July 21, 2021 6:45:34 am
THE preliminary results of the serosurvey of the adult population of Chandigarh, being carried out by Department of Biochemistry, GMCH-32, have revealed the presence of IgG antibodies against SARS-CoV-2 in 79.4 per cent of the adult population of Chandigarh.
The study aims to collect 1,200 samples from 30 randomly selected clusters in Chandigarh, which would include population-based representation of urban, rural and rehabilitation colonies.
Of the 132 participants from the rural areas tested so far, 91 have tested positive (68.8 per cent) for the presence of IgG antibodies against SARS-CoV-2. Similarly, in the eight clusters from urban sectors and five clusters in the colonies tested so far, sero prevalence has been found to be 83.5 per cent and 79.8 per cent respectively.

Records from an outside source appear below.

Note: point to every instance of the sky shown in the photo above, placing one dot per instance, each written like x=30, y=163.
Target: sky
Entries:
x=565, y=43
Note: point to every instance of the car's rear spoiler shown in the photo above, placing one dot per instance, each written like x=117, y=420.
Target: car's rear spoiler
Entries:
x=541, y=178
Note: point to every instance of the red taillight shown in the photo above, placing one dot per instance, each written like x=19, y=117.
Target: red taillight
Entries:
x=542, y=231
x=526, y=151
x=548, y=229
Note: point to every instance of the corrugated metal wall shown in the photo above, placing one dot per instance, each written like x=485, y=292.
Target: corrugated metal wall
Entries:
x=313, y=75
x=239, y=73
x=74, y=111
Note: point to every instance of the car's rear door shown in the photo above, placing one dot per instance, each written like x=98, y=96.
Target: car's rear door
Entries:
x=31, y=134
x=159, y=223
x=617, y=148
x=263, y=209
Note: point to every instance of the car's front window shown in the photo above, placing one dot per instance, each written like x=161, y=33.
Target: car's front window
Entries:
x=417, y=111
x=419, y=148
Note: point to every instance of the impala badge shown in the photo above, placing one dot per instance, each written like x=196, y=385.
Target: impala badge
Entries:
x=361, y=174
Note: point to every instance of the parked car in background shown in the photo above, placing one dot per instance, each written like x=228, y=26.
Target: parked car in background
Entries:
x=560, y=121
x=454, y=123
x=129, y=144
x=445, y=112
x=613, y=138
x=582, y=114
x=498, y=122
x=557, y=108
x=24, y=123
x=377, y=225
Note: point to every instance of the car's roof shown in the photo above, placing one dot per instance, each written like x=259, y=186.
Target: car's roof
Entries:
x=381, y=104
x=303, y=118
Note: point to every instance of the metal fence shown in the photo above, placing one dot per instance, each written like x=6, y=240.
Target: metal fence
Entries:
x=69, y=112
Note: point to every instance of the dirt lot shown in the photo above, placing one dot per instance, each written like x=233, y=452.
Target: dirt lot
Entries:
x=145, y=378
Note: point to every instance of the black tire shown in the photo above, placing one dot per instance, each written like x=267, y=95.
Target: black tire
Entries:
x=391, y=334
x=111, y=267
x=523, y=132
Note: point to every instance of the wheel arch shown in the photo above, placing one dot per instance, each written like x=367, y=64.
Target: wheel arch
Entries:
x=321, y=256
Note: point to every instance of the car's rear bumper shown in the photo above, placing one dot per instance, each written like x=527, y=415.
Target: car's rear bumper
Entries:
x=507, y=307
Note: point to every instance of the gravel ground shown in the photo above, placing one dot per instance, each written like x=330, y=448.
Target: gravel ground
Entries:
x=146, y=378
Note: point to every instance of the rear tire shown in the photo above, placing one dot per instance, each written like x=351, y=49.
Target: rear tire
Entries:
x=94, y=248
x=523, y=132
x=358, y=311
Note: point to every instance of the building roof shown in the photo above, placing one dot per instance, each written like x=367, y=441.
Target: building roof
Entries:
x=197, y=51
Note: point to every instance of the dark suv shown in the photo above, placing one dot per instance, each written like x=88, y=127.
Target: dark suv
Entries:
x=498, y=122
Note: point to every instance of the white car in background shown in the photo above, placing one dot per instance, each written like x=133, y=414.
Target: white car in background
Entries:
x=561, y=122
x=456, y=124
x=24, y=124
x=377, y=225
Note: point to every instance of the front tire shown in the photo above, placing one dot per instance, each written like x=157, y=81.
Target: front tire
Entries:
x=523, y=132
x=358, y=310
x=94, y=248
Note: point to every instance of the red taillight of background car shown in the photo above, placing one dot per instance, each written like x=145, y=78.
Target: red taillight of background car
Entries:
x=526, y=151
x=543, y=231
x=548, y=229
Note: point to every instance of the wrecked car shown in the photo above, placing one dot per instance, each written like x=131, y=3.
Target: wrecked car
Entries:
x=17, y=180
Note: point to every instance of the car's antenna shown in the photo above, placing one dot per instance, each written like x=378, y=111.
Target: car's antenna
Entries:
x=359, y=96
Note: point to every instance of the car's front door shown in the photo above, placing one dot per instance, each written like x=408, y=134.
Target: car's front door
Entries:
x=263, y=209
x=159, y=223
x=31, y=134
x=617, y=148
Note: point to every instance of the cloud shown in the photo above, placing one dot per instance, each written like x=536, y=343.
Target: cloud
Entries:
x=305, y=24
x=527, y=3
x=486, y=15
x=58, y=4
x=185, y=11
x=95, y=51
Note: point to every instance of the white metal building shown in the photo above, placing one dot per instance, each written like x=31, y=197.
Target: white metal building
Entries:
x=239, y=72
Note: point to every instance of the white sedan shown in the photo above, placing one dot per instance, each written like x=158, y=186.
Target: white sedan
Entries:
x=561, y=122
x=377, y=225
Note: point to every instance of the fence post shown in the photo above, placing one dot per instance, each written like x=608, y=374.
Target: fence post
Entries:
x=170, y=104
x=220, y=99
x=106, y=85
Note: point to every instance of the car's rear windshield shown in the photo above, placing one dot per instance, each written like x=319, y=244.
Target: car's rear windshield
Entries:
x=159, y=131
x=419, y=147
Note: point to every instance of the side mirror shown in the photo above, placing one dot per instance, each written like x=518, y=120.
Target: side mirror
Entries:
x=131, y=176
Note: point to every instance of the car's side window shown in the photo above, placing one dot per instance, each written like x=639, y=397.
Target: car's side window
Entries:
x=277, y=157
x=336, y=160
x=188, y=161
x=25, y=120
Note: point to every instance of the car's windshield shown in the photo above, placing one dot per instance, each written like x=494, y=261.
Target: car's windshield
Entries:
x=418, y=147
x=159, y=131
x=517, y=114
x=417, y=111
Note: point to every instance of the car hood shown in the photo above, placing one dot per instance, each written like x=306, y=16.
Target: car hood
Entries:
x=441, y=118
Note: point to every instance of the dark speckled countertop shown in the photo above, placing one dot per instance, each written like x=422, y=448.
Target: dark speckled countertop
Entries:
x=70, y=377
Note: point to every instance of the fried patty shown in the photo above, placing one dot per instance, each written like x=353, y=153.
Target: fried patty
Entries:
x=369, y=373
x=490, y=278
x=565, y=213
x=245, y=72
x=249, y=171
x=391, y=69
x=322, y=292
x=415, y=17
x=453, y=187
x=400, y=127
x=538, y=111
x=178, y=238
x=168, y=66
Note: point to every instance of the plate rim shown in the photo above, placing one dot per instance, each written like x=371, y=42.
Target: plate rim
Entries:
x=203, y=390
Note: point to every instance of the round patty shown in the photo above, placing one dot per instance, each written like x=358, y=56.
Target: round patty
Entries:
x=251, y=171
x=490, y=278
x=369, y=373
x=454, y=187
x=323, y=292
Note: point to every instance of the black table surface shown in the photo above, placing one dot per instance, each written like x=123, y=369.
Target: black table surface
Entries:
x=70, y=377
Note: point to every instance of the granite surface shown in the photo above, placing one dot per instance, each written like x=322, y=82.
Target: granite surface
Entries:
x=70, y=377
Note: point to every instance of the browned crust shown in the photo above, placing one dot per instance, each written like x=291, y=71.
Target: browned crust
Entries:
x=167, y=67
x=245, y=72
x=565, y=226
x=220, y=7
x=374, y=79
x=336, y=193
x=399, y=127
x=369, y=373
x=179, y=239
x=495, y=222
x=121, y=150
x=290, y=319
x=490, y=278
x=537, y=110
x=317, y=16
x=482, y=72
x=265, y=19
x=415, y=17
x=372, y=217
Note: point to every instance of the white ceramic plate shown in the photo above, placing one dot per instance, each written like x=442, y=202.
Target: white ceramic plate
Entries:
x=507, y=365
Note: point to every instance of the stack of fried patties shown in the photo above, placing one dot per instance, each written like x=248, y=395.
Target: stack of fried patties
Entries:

The seropositivity has thus been found to be more in the urban areas, as compared to rural areas. The seropositivity indicates that the antibodies against SARS-Co developed naturally following Covid-19 infection or after vaccination.
The complete results of the study, says Dr Jasbinder Kaur, Director Principal, GMCH-32 and head of the Department of Biochemistry, would provide a more accurate reflection of the true extent of SARS-CoV-2 sero-prevalence amongst the adult population of Chandigarh.
This, she adds, would help us understand the prevalence of disease, as well as the immune response to Covid vaccination and enable the health authorities to work out better mitigation strategies for the further prevention and control of the disease.
“We have completed the work of sample collection, and the final testing is being done. The serosurvey has been a team effort, with four investigators, technicians, doctors, working for more than a month and we have faced our share of
challenges. People did not come forward on their own for this serosurvey, many had apprehensions, would see the teams and shut the door. But the team worked with the people to ensure all samples were collected in about a month and the effort has been worth it,” says Dr Kaur.
While she agrees that the results of the serosurvey indicate that the large population of the UT has been previously infected with COVID-19, and we could have achieved herd immunity, Dr Kaur says that it is too premature to say anything about the third wave, as the virus is so unpredictable and there could be new mutations, so we cannot let our guard down and have to strictly follow Covid-appropriate behaviour and get vaccinated.
“The results give us hope to brave another wave, but we cannot be callous,” she sums up.
Meanwhile, PGIMER director Professor Jagat Ram said that the latest results of the serosurvey for paediatric cases of the age group of 6-18 years, which began on June 24, indicate that there are 67.4 per cent children in the sector areas, 74.3 per cent in rural areas and 73.2 per cent in colony areas of the city who have Covid-19 antibodies.